Province pauses AI commercial from N.B. Liquor after negative reception
CBC
A stream of people showing up to a brightly lit front porch, each holding up a bottle of wine, spirits, or beer.
This cozy winter scene depicted in a new advertisement for N.B. Liquor encourages customers to stock up for the holidays.
But none of the smiling people, or the bottles of alcohol they are holding, are real.
The ad was made with artificial intelligence. And now N.B. Liquor is catching enough heat for the video campaign that a government minister directed them to take the ad down.
A spokesperson for N.B. Liquor said in an emailed statement that the use of AI came down to trying to manage costs.
“AI didn’t replace our team or our creative direction – our concept, story and standards still guided the entire process,” Florence Gouton wrote.

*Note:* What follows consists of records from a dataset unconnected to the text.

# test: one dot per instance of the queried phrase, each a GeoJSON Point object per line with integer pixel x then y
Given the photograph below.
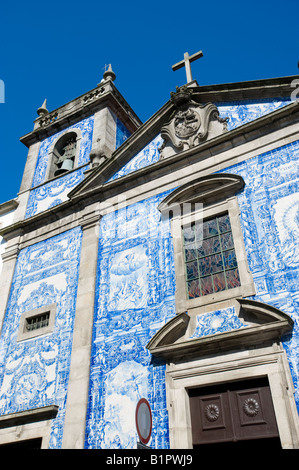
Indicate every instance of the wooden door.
{"type": "Point", "coordinates": [232, 412]}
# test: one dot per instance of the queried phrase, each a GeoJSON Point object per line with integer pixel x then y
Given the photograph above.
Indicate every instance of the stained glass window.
{"type": "Point", "coordinates": [210, 258]}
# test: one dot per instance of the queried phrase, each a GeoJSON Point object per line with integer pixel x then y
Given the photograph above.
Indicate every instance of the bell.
{"type": "Point", "coordinates": [67, 165]}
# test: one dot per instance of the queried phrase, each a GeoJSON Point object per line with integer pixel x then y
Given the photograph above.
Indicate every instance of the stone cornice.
{"type": "Point", "coordinates": [253, 130]}
{"type": "Point", "coordinates": [252, 90]}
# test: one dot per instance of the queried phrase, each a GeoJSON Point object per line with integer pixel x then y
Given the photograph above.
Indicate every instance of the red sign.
{"type": "Point", "coordinates": [143, 418]}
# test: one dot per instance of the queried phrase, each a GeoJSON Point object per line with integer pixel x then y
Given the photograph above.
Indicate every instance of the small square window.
{"type": "Point", "coordinates": [37, 322]}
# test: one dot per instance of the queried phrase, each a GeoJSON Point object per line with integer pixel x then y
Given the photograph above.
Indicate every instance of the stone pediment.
{"type": "Point", "coordinates": [256, 323]}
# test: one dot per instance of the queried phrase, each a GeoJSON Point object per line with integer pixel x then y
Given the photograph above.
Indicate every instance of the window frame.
{"type": "Point", "coordinates": [52, 155]}
{"type": "Point", "coordinates": [215, 196]}
{"type": "Point", "coordinates": [24, 334]}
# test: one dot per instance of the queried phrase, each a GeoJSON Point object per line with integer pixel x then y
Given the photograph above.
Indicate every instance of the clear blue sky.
{"type": "Point", "coordinates": [57, 50]}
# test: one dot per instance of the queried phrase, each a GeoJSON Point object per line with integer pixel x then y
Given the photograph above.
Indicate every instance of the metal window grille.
{"type": "Point", "coordinates": [37, 322]}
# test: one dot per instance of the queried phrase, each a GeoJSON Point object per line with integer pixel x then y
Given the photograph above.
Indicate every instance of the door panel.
{"type": "Point", "coordinates": [239, 411]}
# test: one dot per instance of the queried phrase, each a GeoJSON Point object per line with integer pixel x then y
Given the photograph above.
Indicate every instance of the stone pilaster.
{"type": "Point", "coordinates": [76, 407]}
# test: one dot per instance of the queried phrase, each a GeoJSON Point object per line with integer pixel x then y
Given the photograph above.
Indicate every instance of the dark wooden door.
{"type": "Point", "coordinates": [232, 412]}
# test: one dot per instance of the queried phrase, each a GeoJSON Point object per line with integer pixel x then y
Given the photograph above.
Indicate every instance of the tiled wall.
{"type": "Point", "coordinates": [34, 373]}
{"type": "Point", "coordinates": [135, 289]}
{"type": "Point", "coordinates": [134, 298]}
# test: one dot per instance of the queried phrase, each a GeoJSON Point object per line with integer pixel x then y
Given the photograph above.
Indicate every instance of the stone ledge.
{"type": "Point", "coordinates": [28, 416]}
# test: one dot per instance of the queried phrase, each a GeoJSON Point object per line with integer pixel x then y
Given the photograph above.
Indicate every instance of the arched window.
{"type": "Point", "coordinates": [64, 155]}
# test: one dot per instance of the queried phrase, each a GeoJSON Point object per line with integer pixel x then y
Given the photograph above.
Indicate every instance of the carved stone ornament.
{"type": "Point", "coordinates": [190, 124]}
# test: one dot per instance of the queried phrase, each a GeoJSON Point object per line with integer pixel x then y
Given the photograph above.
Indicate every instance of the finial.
{"type": "Point", "coordinates": [109, 74]}
{"type": "Point", "coordinates": [43, 109]}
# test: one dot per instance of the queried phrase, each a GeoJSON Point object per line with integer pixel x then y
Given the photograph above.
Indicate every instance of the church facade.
{"type": "Point", "coordinates": [154, 261]}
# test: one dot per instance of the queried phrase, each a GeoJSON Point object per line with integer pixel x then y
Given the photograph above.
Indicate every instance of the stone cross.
{"type": "Point", "coordinates": [186, 63]}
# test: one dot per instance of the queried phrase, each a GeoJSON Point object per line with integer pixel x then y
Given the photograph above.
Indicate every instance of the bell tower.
{"type": "Point", "coordinates": [69, 142]}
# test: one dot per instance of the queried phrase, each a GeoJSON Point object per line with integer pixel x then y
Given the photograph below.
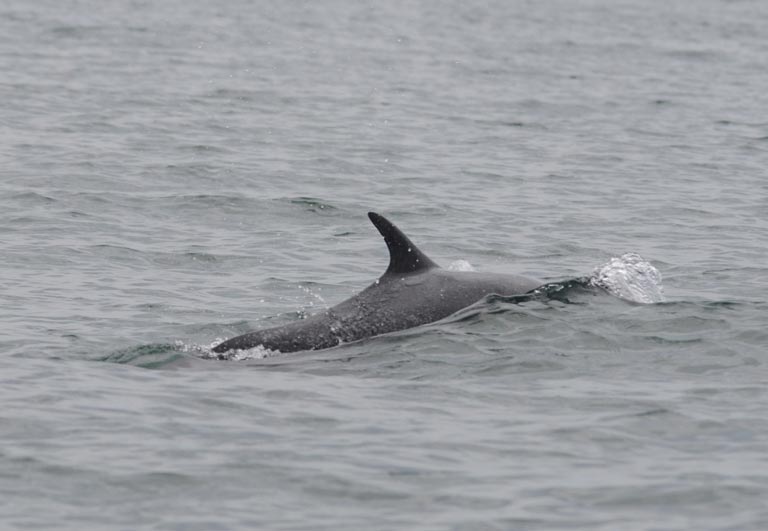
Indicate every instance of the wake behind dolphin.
{"type": "Point", "coordinates": [414, 291]}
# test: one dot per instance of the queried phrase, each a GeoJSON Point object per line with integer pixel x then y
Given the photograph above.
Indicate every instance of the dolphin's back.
{"type": "Point", "coordinates": [413, 291]}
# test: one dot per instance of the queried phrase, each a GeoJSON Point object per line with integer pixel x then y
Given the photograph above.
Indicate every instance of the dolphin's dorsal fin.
{"type": "Point", "coordinates": [404, 256]}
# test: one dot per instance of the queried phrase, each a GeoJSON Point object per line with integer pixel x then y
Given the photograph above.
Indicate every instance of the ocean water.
{"type": "Point", "coordinates": [175, 173]}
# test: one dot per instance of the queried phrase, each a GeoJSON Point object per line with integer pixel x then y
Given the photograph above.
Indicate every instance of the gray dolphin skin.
{"type": "Point", "coordinates": [413, 291]}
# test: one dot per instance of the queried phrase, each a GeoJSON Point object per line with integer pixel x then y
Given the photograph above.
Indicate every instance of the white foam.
{"type": "Point", "coordinates": [460, 265]}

“It helped us experiment with a different technique, much like we do with animation or other creative approaches.”
Luke Randall, the minister responsible for N.B. Liquor, told reporters that he asked the Crown corporation to pause the ad once he was made aware of it.
While he said the government is hesitant to “meddle” with N.B. Liquor, “I was hearing from New Brunswickers that this was a concern.”
Randall described AI use as an “ongoing national issue” and said he asked N.B. Liquor to have a conversation about their use of AI.
“It is always the intent of this government … to be supporting local,” Randall said, but he would not say, when pressed by reporters, if he asked N.B. Liquor not to use AI in commercials anymore.
The ad was not received well by Pierre-Luc Arseneau, a freelance filmmaker and graphic artist from New Brunswick, who worked on a Christmas commercial for N.B. Liquor last year.
“It's something to lose a contract to somebody that's creating better stuff than you are. But it's something else to lose a contract to generative AI,” Arseneau said in an interview with CBC Radio’s Shift.
Arseneau said it’s immediately obvious that the ad is made with AI.